AVS 66th International Symposium & Exhibition | |
Fundamental Discoveries in Heterogeneous Catalysis Focus Topic | Monday Sessions |
Session HC+SS-MoM |
Session: | Utilization of Theoretical Models, Machine Learning, and Artificial Intelligence for Heterogeneously-Catalyzed Reactions |
Presenter: | Zhongtian Mao, University of Washington |
Authors: | Z. Mao, University of Washington C.T. Campbell, University of Washington |
Correspondent: | Click to Email |
Reactions on surface usually consists of several elementary steps. It is known that the observed reaction kinetics often represents a composite of the contribution from each of these elementary steps. The “rate-determining step” (RDS) assumption is a common approach for dealing with multistep mechanisms, where a single step is assumed to dominate the reaction kinetic behaviors and the kinetic parameters of this RDS (e.g., net rate, activation energy) are good estimation for those of the overall reaction. However, RDS is not a rigorous concept in mathematics and there is no universal definition for RDS. Efforts have been made to clarify the actual physical meaning behind RDS, and the “Degree of Rate Control” (DRC) was raised as a rigorous mathematical approach to quantify to what extent the change of the Gibbs free energy of a species in the reaction scheme can affect the rate of the overall reaction. DRC analysis to reaction kinetics elucidates that there are only rate-determining species with non-negligible DRCs instead of rate-determining steps.
The apparent activation energy Eapp is determined by fitting the temperature dependence of the reaction rate to the Arrhenius law.

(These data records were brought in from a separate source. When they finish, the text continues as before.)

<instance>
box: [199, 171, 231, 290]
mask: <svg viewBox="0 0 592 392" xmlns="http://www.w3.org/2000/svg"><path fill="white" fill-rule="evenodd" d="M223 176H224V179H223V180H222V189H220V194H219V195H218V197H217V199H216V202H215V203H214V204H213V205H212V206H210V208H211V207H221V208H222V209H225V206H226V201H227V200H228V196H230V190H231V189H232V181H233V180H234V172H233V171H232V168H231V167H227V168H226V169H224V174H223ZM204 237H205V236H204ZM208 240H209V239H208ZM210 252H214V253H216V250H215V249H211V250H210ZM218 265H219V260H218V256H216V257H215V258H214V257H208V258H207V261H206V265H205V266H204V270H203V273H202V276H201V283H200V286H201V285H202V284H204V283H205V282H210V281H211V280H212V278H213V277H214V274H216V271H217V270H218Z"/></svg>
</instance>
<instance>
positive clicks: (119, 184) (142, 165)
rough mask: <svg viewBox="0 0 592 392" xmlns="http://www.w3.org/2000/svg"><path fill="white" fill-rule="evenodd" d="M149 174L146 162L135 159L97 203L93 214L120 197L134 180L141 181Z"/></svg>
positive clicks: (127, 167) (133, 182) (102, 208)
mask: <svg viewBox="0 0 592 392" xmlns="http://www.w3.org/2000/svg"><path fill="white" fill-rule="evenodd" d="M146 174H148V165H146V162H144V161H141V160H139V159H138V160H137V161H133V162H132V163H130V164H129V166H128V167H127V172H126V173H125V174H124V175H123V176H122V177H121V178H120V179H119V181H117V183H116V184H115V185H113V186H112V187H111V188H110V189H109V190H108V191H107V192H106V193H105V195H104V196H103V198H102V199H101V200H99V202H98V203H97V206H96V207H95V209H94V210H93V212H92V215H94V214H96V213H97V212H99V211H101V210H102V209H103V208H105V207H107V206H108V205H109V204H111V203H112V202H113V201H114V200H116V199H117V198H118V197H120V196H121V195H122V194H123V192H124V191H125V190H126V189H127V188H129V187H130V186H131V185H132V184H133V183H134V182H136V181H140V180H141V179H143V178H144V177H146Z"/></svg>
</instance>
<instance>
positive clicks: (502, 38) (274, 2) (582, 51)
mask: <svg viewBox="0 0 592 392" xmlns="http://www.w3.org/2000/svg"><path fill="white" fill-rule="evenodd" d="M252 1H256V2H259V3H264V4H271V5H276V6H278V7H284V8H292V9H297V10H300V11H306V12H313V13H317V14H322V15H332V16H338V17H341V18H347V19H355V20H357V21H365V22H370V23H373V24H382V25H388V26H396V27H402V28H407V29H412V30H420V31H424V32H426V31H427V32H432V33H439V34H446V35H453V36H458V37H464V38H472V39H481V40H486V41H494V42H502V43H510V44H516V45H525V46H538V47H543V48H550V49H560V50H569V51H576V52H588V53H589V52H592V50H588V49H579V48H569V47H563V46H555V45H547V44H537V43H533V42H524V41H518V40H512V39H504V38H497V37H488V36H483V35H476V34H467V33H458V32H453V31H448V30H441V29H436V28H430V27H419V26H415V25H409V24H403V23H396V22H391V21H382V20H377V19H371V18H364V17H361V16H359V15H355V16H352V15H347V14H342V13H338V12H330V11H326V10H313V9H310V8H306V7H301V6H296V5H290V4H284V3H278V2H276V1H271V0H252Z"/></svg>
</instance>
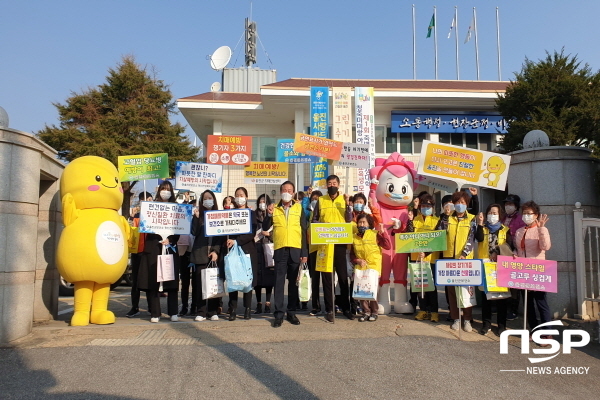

It is believed that Eapp is a direct measurement of energy information in the RDS, which has been challenged by DRC analysis. A general and accurate elaboration of the microscopic origin of Eapp has not been reported except in cases where there is an analytical rate expression. Here a simple but general mathematical expression of Eapp in terms of the enthalpies of species in the reaction and their DRCs is derived. To verify the accuracy of this equation, microkinetic modelling of methanol synthesis through CO2 hydrogenation on Cu-based model catalysts under three different conditions was carried out based on previously-published DFT energetics. On pure Cu(211) at 450 K, there are only one transition state and only one intermediate with non-negligible DRCs, and Eapp estimated using our equation is within 1 kJ/mol of the true value. When the temperature is raised to 570 K, the surface sites are mostly unoccupied; and, when the model catalyst is promoted by Zn, there are four transition states with non-negligible DRCs, which means the single RDS assumption is not true. In both these complicated cases, the error of the estimated value for Eapp is still <1 kJ/mol.